El vendaval y alboroto de los cristianos congregados en el templo no menguaban mi ánimo. ¿Eran reales o falaces aquellos rostros llenos de odio y ciegos a la evidencia que me acusarían luego de pertinacia y luciferina soberbia? Mis hermanos de la orden habían subido al púlpito y pugnaban por acallarme a la fuerza, ofuscados por la intensidad de la luz que, reflejo del sol divino, emanaba del precioso y chico cuerpo de mi amada. ¡Los que la ponían de beata milagrera sujeta a libidinosos sentimientos y tildaban a sus devotos de herejía dañada confundían los dones de la gracia divina con la sombra de las apariencias! ¿Pretendía venderme por profeta como mis enemigos argüyeron más tarde?
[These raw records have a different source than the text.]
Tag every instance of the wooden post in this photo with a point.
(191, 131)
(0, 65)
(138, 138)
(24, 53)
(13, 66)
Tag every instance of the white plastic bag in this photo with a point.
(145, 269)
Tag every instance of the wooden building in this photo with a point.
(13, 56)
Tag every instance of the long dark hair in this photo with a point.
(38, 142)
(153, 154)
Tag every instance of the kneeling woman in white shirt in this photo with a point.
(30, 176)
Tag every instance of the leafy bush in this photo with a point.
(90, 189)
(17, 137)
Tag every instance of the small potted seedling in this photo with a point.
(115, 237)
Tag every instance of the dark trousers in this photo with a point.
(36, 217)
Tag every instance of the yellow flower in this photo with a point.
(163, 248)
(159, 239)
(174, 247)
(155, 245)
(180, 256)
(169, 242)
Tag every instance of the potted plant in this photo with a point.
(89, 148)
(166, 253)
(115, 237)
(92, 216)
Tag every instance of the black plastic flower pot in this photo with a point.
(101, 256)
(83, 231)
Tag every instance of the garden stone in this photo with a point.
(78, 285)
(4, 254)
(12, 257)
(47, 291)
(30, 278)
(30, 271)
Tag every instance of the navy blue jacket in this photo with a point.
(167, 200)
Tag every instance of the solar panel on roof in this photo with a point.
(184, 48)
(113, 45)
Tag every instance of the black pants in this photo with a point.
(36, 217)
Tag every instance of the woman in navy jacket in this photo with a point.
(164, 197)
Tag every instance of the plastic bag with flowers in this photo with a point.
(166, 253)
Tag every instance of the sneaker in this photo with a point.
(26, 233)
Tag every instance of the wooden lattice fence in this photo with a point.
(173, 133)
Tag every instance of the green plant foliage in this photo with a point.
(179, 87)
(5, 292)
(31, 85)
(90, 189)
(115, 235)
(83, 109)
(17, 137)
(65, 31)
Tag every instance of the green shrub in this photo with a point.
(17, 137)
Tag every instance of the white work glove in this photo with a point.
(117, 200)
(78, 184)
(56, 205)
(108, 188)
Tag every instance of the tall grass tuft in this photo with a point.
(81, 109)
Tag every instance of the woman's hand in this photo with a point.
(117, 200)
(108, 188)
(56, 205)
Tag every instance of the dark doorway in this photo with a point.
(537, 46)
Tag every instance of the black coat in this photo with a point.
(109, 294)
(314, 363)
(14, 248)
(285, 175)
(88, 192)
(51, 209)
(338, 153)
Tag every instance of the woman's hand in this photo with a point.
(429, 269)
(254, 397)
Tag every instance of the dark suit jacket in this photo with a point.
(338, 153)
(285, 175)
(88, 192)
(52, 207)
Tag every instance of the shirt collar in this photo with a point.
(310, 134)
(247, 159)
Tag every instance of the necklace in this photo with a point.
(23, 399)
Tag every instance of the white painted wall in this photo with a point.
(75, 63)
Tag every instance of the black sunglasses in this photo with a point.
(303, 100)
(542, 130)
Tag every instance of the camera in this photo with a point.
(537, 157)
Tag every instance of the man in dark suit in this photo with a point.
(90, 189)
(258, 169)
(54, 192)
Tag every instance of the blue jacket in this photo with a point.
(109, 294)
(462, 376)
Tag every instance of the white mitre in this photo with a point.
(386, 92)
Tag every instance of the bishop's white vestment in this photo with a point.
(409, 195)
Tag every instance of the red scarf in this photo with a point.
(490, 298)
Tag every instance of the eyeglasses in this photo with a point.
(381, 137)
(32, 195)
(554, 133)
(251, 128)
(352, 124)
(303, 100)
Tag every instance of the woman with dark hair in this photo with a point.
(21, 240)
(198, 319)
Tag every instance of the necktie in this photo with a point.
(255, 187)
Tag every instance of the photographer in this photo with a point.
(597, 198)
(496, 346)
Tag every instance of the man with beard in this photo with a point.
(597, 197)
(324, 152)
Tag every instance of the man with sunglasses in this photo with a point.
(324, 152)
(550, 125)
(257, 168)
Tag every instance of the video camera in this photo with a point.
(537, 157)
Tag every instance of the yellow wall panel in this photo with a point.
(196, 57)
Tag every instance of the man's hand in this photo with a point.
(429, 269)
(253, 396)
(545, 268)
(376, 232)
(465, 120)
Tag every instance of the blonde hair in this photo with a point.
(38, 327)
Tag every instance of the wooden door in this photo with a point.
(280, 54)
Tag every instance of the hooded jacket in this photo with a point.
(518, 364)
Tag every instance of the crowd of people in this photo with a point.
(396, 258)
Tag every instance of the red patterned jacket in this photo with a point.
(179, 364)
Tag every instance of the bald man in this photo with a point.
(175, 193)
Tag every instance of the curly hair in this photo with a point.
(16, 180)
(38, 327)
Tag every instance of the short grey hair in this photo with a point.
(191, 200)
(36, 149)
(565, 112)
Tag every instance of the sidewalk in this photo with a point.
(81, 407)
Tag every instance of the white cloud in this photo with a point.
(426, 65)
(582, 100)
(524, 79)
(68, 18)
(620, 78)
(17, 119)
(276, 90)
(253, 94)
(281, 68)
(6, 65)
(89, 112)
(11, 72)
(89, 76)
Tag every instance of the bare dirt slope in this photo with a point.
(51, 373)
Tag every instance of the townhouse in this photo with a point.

Creo y sigo creyendo que no. Tal vez mis ojos pecadores y mortales me engañasen con la novedad de tanto gozo bienaventurado mas, ¿podría haber sido de otra manera? El fulgor de aquella graciosa y Cándida sierva de Dios me encandiló: su amena envoltura carnal era el fresco remedio de los ardores y ahíncos de mi corazón. ¡Quien no haya sucumbido jamás a las trampas y cebos del mundo écheme la primera piedra!

Me arrancaron con brusquedad y dureza del púlpito para arrastrarme a la cárcel inquisitorial. Viví allí mil muertes y vime inculpado de innúmeras proposiciones erróneas, heréticas y contumeliosas propias de los monjes beguinos y bigardos mientras acumulaban pruebas y más pruebas destinadas a socavar mi fe en la virtud de la santa. Al cabo flaqueé, me derrumbé y retracté. El demonio me había burlado. Acepté con total sumisión el castigo y permanecí enclaustrado, a salvo de los horrores y ardides del universo creado, hasta que Dios se apiadó de mi desdicha y puso un feliz término a mis días.

(Mi alma transmigró del convento de la Madre de Dios en Torrelaguna —fundado por Ximénez de Cisneros para la recolección de los monjes franciscanos— tras permanecer en él quince años sin salir jamás de sus muros. Abominaba del mundo tan recio y hondo como el mundo había abominado de mí. Angela Selke me rescató siglos después del olvido.)